Fenómenos inexplicables
Narciso Ibáñez Serrador consiguió la fama gracias a su concurso Un, dos, tres, responda otra vez. Pero antes frecuentó el género fantástico con una serie de televisión, Historias para no dormir, y un largometraje, La residencia.
Tal vez por eso ha decidido mezclar su afición al cine de terror y a los concursos televisivos ofreciéndonos El semáforo (los viernes en TVE-1, a las 22.15), un híbrido apasionante que puede definirse tranquilamente como una secuela del clásico de Tod Browning Freaks.
Si en la película de Browning los protagonistas eran unos fenómenos de circo, en El semáforo los concursantes son ciudadanos aparentemente normales que quieren dar rienda suelta en público a una pulsión artística que una sociedad hostil se ha encargado de reprimir durante años. Con ellos debe bregar semana a semana Jordi Estadella a razón de nueve genios por programa. Cada uno de ellos hace lo que ha venido a hacer (cantar, recitar poesías, improvisar unos juegos de manos), y es el público, con sus aplausos o sus abucheos, el que decide quién pasa el examen. El triunfador se lleva un millón de pesetas, cifra no muy espectacular, pero que, a tenor de lo visto en la primera emisión de El semáforo, resulta más que razonable.
Las estrellas indiscutibles del programa del viernes fueron un policía municipal de las islas Canarias que tocaba la trompeta y el saxo sustituyendo esos instrumentos por un peine y una servilleta de papel, y una venerable anciana de 87 años que se marcó una pícara versión del celebrado cuplé La chica del 17 acompañándose a sí misma al piano con un estilo digno del gran Jerry Lee Lewis.
El resto de los concursantes merecía figurar en la escudería de Broadway Danny Rose: un caballero que perpetraba El himno a la alegría, un dúo de canción española que ejecutaba El porompompero, una señorita miope recitando La saeta, un señor bajito disfrazado de Rocío Jurado... Los insertos de un Jordi Estadella pasmado ante lo que veía en el estudio resumían a la perfección el sentir popular: nadie podía apartar los ojos de aquel fascinante horror humano.
La abuelita cupletera fue quien se llevó el millón a casa, con lo que a los gatos y palomas de su barrio madrileño no les va a faltar comida en años.

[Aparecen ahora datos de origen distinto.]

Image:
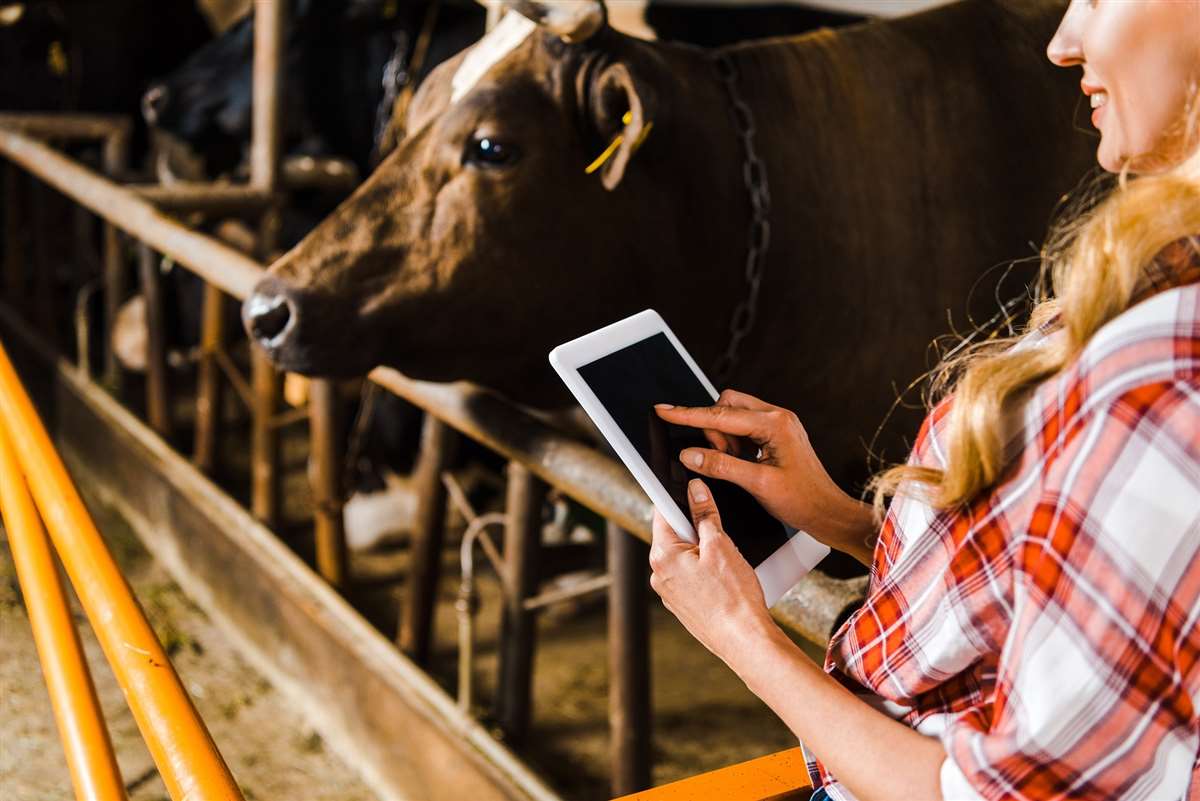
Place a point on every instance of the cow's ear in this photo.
(622, 109)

Hay que reconocer que la ancianita se ganó al público desde el principio, pero es de lamentar que se quedara sin premio el agente Parada: un hombre que se presenta en un plató uniformado y con gafas de sol, se declara "sibarita del rock y del jazz" y toca el peine y la servilleta con tanto arte merecía llevarse a su isla algo más que el expediente que sin duda se le abrirá por deshonrar el uniforme en público.
Desde aquí, felicidades a Chicho por este impactante catálogo de fenómenos inexplicables y a Jordi Estadella por sumarse al disparate con un tronío digno del malogrado Joaquín Prat.